However, it is important to consider the three QC covariates jointly as otherwise this might lead to misinterpretation of cellular signal. One example are cells with a relativly high fraction of mitochondrial counts which might be involved in respiratory processes and should not be filtered out. Another example are cells with low or high counts which might correspond to quiescent cell populations or cells larger in size. Therefore, it is prefered to consider multiple covariates when univariate thesholding decisions are made. In general, it is advised to exclude fewer cells and be as permissive as possible to avoid filtering out viable cell populations or small sub-populations. 

QC on datasets is often performed in a manual fashion by looking at the distribution of different QC covariates. However, as these datasets grow in size it might be worth to consider automatic thresholding via MAD (median absolute deviations). {cite}`germain_pipecomp_2020` proposed in their study on different preprocessing steps to mark cells as outliers if they differ by 5 MADs which relects a relatively permissive filtering strategy. 

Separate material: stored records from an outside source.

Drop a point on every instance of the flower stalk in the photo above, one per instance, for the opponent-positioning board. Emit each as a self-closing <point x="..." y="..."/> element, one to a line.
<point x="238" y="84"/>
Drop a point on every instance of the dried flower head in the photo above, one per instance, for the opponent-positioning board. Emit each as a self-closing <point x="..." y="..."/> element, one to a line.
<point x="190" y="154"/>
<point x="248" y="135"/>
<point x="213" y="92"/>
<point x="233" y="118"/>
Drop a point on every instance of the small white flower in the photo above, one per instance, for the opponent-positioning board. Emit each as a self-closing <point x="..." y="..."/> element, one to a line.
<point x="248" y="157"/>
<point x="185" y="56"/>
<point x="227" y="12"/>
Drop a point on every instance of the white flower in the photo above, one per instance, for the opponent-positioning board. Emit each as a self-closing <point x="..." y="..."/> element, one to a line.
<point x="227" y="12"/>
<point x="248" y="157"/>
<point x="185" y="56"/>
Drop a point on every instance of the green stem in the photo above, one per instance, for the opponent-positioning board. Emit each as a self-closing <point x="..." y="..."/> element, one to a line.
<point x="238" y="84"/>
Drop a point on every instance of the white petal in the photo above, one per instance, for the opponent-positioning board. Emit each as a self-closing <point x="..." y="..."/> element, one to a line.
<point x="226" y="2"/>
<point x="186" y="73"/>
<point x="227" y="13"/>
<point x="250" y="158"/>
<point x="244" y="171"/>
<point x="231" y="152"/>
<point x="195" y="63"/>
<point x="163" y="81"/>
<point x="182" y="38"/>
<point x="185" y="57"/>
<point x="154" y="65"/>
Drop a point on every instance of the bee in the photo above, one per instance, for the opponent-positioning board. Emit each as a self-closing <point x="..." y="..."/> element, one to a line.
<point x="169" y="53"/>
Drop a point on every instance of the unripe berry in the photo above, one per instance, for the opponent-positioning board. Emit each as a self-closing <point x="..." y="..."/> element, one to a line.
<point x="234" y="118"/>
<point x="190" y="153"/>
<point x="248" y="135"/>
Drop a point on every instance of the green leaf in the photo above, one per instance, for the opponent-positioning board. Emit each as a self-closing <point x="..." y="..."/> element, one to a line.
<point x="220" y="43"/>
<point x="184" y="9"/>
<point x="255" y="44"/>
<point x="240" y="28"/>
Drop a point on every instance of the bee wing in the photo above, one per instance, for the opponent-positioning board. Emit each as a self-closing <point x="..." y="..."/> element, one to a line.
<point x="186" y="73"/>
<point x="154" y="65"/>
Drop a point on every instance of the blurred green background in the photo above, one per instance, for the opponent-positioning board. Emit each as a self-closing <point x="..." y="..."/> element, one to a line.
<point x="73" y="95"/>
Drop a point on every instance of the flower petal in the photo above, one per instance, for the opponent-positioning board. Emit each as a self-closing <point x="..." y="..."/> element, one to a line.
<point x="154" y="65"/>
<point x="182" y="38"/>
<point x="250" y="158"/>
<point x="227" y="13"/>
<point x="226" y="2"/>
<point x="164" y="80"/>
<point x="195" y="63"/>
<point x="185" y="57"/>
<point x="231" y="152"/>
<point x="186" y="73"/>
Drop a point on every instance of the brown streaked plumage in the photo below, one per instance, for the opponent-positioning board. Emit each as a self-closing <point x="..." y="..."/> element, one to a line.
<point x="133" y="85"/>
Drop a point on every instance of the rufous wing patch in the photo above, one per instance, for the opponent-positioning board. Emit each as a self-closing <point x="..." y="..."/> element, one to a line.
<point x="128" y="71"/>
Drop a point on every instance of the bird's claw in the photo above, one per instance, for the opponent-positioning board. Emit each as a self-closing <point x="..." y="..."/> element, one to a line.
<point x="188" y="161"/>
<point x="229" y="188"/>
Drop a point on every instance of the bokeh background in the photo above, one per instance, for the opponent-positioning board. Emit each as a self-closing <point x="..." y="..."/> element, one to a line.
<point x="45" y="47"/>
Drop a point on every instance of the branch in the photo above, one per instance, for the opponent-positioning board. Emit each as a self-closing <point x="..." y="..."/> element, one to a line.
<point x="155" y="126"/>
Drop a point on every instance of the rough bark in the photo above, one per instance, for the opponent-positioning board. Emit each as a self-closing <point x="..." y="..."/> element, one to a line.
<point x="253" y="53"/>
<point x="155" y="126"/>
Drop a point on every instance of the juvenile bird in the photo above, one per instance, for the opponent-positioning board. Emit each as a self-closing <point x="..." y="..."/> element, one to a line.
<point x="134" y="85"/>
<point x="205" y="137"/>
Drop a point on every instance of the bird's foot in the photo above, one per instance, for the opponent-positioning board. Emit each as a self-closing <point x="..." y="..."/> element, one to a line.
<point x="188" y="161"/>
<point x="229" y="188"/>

In the analysis workflow, one first needs to calculate the QC covariates (QC metrics). We use the scanpy function `sc.pp.calculate_qc_metrics()` for this manner and additionally compute the log1p transformed values. 

In [8]:
sc.pp.calculate_qc_metrics(adata, inplace=True, percent_top=[20], log1p=True)

In [9]:
adata

AnnData object with n_obs × n_vars = 108183 × 36601
    obs: 'site', 'donor', 'scDblFinder_class', 'n_genes_by_counts', 'log1p_n_genes_by_counts', 'total_counts', 'log1p_total_counts', 'pct_counts_in_top_20_genes'
    var: 'gene_ids', 'feature_types', 'genome', 'n_cells_by_counts', 'mean_counts', 'log1p_mean_counts', 'pct_dropout_by_counts', 'total_counts', 'log1p_total_counts'

Next, we define a function that allows automatic filtering based on MAD. This function takes a `metric`, i.e. a column in `.obs` and the number of MADs (nmad) that is still permissive within the filtering strategy. 

In [23]:
def isOutlier(metric, nmads):
    M = adata.obs[metric]
    outlier = (M < np.median(M) - nmads * M.mad()) | (np.median(M) + nmads * M.mad() < M)
    return outlier

We now apply this function to the `log1p_total_counts`, `log1p_n_genes_by_counts` and `pct_counts_in_top_20_genes` QC covariates each with a threshold of 5 MADs.

In [24]:
adata.obs['outlier'] = isOutlier('log1p_total_counts', 5) | isOutlier('log1p_n_genes_by_counts', 5) | isOutlier('pct_counts_in_top_20_genes', 5) 
adata.obs['outlier'].value_counts()

False    104883
True       3067
Name: outlier, dtype: int64

So we classify 3,067 cells as outlier with respect to these three metrics. 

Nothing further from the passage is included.